# Thread: Trouble with a product topology problem

1. ## Trouble with a product topology problem

Hello, This is my problem: let $\displaystyle d:X\times X\rightarrow R$ be a distance on X. We know d is continous with the prodcut topology when the topology given to X is the metric topology.
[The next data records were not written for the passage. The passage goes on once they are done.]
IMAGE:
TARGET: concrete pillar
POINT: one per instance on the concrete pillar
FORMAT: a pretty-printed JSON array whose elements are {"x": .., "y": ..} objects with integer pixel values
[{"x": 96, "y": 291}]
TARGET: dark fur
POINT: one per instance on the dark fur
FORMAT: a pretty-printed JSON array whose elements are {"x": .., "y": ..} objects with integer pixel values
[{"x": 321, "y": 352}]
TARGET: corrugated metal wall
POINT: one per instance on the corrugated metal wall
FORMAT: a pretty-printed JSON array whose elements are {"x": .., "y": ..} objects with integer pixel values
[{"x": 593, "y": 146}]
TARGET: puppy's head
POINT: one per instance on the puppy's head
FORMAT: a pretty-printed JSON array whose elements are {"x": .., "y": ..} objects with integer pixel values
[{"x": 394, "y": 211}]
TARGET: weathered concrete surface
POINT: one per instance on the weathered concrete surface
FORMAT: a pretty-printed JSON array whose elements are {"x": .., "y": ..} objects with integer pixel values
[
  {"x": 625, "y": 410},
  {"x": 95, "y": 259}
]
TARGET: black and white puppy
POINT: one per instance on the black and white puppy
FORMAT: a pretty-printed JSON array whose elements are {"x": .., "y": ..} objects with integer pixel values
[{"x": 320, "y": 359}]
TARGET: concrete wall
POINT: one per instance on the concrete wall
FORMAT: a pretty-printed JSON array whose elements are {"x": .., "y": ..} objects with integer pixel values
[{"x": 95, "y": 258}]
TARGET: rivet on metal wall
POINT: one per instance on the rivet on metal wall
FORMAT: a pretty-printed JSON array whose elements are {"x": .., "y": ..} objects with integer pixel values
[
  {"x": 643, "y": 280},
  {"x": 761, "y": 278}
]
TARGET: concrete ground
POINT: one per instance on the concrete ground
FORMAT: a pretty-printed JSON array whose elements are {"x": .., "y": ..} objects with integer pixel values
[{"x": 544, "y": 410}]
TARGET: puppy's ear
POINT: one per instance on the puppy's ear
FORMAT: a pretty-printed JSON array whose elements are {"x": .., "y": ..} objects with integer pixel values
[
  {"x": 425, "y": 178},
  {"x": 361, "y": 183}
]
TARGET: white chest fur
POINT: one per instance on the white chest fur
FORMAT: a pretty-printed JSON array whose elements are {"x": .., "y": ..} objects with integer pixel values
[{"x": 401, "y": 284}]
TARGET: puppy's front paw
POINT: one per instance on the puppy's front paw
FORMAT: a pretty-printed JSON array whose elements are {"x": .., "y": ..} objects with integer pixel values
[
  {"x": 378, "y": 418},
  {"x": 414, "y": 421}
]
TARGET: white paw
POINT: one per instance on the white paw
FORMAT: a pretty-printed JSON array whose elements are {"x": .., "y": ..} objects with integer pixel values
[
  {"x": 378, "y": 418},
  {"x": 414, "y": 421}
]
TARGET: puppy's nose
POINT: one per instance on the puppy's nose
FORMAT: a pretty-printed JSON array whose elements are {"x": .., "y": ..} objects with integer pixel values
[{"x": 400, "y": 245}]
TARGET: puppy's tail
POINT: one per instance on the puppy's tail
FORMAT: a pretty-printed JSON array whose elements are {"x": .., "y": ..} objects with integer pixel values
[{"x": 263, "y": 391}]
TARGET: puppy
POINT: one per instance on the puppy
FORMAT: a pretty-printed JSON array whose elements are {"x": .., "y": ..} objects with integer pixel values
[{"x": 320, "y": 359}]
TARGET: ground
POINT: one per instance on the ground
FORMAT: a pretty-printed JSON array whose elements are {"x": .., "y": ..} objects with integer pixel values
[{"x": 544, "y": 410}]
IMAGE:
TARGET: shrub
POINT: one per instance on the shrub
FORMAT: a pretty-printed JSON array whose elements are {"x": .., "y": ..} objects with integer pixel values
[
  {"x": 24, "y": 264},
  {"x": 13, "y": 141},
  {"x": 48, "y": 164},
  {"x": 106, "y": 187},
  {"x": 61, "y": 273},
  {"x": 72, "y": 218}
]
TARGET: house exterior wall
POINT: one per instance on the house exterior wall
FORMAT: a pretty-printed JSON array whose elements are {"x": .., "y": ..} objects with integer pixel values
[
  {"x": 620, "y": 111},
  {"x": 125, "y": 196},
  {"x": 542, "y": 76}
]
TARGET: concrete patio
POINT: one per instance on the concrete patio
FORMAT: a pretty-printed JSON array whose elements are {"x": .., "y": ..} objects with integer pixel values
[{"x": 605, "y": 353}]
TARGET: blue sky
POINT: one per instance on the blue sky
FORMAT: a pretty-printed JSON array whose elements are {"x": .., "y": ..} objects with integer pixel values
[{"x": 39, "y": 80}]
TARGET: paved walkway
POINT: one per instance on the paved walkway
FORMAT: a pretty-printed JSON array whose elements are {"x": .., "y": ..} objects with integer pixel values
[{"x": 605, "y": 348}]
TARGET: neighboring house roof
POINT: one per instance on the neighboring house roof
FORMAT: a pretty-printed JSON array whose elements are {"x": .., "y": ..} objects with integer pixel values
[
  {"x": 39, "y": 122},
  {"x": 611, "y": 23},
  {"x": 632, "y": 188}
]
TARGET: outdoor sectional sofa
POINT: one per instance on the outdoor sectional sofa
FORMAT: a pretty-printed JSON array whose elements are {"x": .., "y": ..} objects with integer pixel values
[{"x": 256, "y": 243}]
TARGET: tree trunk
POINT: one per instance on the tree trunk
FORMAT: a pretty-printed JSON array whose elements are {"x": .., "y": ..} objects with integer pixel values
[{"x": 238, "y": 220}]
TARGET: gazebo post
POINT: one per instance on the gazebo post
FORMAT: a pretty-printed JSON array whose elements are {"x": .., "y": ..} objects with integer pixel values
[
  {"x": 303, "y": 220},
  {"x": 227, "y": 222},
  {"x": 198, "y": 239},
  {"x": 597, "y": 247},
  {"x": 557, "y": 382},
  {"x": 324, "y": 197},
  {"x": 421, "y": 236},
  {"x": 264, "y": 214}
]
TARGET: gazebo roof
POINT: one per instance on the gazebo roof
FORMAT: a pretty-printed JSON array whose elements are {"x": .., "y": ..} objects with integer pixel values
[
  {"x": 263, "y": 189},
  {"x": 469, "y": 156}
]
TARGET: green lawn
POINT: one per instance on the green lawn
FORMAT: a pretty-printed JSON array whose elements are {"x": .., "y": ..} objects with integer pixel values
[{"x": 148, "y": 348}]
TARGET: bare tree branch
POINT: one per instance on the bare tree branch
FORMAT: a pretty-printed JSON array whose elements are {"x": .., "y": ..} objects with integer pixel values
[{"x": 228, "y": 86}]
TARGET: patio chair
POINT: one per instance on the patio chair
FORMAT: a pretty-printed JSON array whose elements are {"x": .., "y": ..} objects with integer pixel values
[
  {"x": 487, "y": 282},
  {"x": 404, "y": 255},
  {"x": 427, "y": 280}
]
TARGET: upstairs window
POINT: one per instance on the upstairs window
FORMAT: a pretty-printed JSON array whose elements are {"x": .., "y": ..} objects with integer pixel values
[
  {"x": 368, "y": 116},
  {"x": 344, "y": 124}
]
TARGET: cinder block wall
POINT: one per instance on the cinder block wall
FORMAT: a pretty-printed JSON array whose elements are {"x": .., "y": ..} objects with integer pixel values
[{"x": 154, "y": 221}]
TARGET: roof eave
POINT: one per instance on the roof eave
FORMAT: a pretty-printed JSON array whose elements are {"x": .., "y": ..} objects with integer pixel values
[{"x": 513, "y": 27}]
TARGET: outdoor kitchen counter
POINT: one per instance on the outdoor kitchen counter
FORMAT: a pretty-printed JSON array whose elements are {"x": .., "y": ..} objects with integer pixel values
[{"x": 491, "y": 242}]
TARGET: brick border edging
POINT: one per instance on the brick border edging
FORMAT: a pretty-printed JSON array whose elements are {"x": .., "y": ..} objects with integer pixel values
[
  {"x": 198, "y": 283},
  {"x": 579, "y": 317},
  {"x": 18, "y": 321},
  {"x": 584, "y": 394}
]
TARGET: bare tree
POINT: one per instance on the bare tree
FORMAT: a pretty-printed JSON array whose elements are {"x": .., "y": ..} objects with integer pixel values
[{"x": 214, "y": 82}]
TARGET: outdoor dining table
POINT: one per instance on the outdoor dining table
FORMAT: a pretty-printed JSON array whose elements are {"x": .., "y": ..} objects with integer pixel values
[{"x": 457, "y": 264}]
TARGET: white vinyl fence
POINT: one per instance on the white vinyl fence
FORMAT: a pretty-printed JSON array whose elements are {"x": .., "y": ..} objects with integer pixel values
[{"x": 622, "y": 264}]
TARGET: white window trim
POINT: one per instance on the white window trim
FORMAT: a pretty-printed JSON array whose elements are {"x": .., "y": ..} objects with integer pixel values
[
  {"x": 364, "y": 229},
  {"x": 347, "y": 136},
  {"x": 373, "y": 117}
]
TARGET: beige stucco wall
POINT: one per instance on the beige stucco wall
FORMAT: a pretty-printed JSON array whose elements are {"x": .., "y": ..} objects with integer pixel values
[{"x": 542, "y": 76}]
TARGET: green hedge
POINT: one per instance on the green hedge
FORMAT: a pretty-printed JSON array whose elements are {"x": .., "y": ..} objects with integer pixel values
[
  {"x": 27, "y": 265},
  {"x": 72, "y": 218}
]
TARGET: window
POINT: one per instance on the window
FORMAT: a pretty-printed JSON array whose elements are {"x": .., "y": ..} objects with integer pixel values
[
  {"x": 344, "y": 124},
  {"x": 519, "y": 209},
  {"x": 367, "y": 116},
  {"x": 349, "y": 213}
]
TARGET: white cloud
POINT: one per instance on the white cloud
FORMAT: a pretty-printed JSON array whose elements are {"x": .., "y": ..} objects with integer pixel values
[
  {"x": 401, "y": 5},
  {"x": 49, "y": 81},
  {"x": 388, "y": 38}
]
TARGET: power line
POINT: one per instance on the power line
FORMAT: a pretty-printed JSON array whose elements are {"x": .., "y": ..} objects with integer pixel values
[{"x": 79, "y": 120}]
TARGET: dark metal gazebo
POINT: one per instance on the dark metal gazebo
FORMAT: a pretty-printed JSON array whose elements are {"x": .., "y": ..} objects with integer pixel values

Show tha if d is continous with the product topology when the topology given to X is $\displaystyle \mathcal{F}$ then this topology is finner than the metric toplogy.
Attempts: we know that there is a coarsest topology for which d is continous is $\displaystyle \{d^{-1}(A):A$ open set in R$\displaystyle \}$ I tried to prove that this topology is the product topology of the metric but this doesn't seem to be the case.
I also tried to prove directly that if U is open in the metric topology then U is in $\displaystyle \mathcal{F}$

2. The open balls $\displaystyle B(x_{0},\epsilon) := \{ y \in X : d(x_{0},y)<\epsilon \}$ are a basis for the topology on X, which is induced by the metric d.
It is therefor sufficient to show that every open ball is also in $\displaystyle \mathcal{F}$.

For every $\displaystyle x_{0} \in X$ consider the map

$\displaystyle h: X \rightarrow \mathbb{R}$
$\displaystyle h(x):=d(x,x_0)$
, which is the composition of
$\displaystyle f:X \rightarrow X \times X$
,$\displaystyle f(x):=(x,x_{0})$
and
$\displaystyle d:X\times X \rightarrow \mathbb{R}$

both are continious in the topology $\displaystyle \mathcal{F}$, so the composition is also continous and we have
$\displaystyle B(x_{0},\epsilon)=h^{-1}((-\infty , \epsilon)) \in \mathcal{F}$

3. I think you solved my problem, thanks